Cinéma et émotions esthétiques (atelier n°23)

Le cinéma reste un extraordinaire producteur d’émotions esthétiques au même titre que la musique ou la peinture. Toutefois, la singularité du septième art tient en sa capacité à impliquer en même temps différentes expressions artistiques en fonction d’une intention précise. Grâce à la magie du cinéma, le spectateur passe ainsi de la terreur à la pitié, de la compassion à l’admiration. Les films lui permettent de se confronter à la palette de ses émotions.

L’atelier se propose de travailler sur différences séquences cinématographiques, qu’elles relèvent de films d’auteurs ou populaires, francophones ou en langue originale traduite. L’objectif étant de verbaliser ses propres émotions avant de chercher à comprendre comment l’art cinématographique parvient à les susciter. Le corpus de référence sera discuté avec les étudiants en fonction de leurs goûts, de leurs envies et de leur culture cinématographique qui, précisons-le, n’a pas besoin d’être encyclopédique.

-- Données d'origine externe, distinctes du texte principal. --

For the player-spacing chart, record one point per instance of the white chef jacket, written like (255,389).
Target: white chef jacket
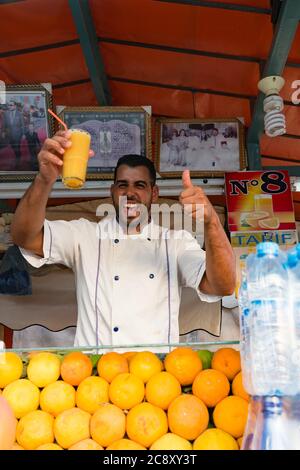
(128,287)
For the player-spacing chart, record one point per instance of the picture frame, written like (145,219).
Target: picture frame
(207,147)
(24,126)
(115,131)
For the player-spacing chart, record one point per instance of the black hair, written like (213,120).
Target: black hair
(133,160)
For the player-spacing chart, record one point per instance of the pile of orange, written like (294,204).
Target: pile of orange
(126,401)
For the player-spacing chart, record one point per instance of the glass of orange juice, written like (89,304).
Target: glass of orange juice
(75,159)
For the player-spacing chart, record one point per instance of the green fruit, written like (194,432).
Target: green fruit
(206,357)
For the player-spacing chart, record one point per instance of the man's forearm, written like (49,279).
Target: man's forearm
(29,217)
(220,277)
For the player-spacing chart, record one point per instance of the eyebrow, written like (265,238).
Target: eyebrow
(135,182)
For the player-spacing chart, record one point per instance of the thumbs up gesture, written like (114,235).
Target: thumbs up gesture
(194,200)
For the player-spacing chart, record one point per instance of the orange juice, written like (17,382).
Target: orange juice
(263,203)
(75,159)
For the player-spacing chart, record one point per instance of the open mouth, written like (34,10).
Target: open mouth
(131,209)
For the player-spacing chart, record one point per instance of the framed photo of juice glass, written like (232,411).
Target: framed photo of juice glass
(24,126)
(115,131)
(207,147)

Responsables de l’atelier : Antony Soron

Intervenants : Antony Soron et Éric Hoppenot

Partenaires : La Cinémathèque, cinéma Saint André des Arts

Restitution : Les étudiants devront concevoir un très court métrage visant à susciter les émotions des spectateurs en combinant différentes expressions artistiques

Sites concernés : INSPÉ Molitor et sites partenaires

Jour de la semaine : lundi à partir de 17h00

Format : Séances de 3 heures sur l’année

Léa Bouquet, La Corrida

Dans cette vidéo, j’ai choisi de mettre en lien différentes oeuvres : le ballet Boléro de Maurice Béjart, la pièce Rhinocéros d’Eugène Ionesco, le tableau La mort du torero de Pablo Picasso, le roman 1984 de George Orwell ainsi que l’adaptation cinématographique de Michael Radford, le film Rocky IV de
Sylvester Stallone, les Etudes pour une corrida de Francis Bacon, le poème Histoire d’un taureau de Robert Desnos et la chanson La Corrida de Francis Cabrel.
Le point de départ de ma réflexion était le Boléro de Maurice Béjart. Cette pièce, que j’ai eu la chance de voir il y a une dizaine d’années, m’a beaucoup touchée : je me rappelle de la force qui s’en dégageait. Mais ce ballet révélait aussi une forme d’angoisse, comme si l’Homme restait finalement éternellement seul face à une société, qui cherchait continuellement à le happer, à l’influencer. Les œuvres de Ionesco, d’Orwell, de Radford et de Stallone s’inscrivent à mon sens très bien dans cette idée. Cette solitude se retrouve aussi dans l’arène, lorsque le taureau est seul face au torero. Il sait que la mort l’attend et il semble difficile, sinon impossible, d’échapper à la fatalité. Ce sentiment se retrouve dans les œuvres de Picasso, de Cabrel, de Bacon et de Desnos. Assemblées ensemble, ces productions se répondent et dénoncent d’une même voix la cruauté humaine, vis-à-vis des autres hommes et des animaux. Le rouge et le noir sont volontairement omniprésents dans cette vidéo, présages de violence et de mort.

Naomie Tasset, Ma sagesse est aussi dédaignée que le chaos

La Victoire de Samothrace est une sculpture de l’époque hellénistique retrouvée au nord de la mer d’Egée, sur l’île de Samothrace. C’est un monument votif à l’image de la déesse de la victoire Niké. Exposée au musée du Louvre, elle se compose d’une base en forme de proue de navire et d’un corps de femme ailé sans bras ni tête, haut de 2m75, 5m12 en comptant sa base. Il s’agit de ma sculpture préférée au Louvre depuis des années et elle m’a toujours emplie d’une profonde admiration teintée d’une certaine tristesse. Tout en elle appelle le respect, sa taille, son nom, même sa place dans le musée. Elle évoque la gloire de la victoire, la puissance, la supériorité. Sa féminité à demi révélée par son vêtement rappelle avec sensualité que toute cette force, toute cette gloire, revient à la femme qu’elle est. Pourtant, elle n’est pas entourée de ses pairs de marbre, elle est isolée entre des escaliers, dans un lieu transitoire qui la condamne à une inéluctable solitude. Les visiteurs ne peuvent que difficilement s’arrêter pour la contempler en profondeur, ils ne voient rien d’autre que sa force et sa nudité. Cette dualité ignorée, par la force des choses ou par choix, a présidé à la réalisation de ma production. Inspirée par la Victoire de Samothrace, j’ai voulu mettre en lumière la complexité de l’expérience de femme, sa force, sa féminité, sa souffrance. C’est à la fois une composition personnelle et engagée qui s’efforce de donner une voix à Niké, au prix si aisément oublié de toute victoire d’une femme dans notre société.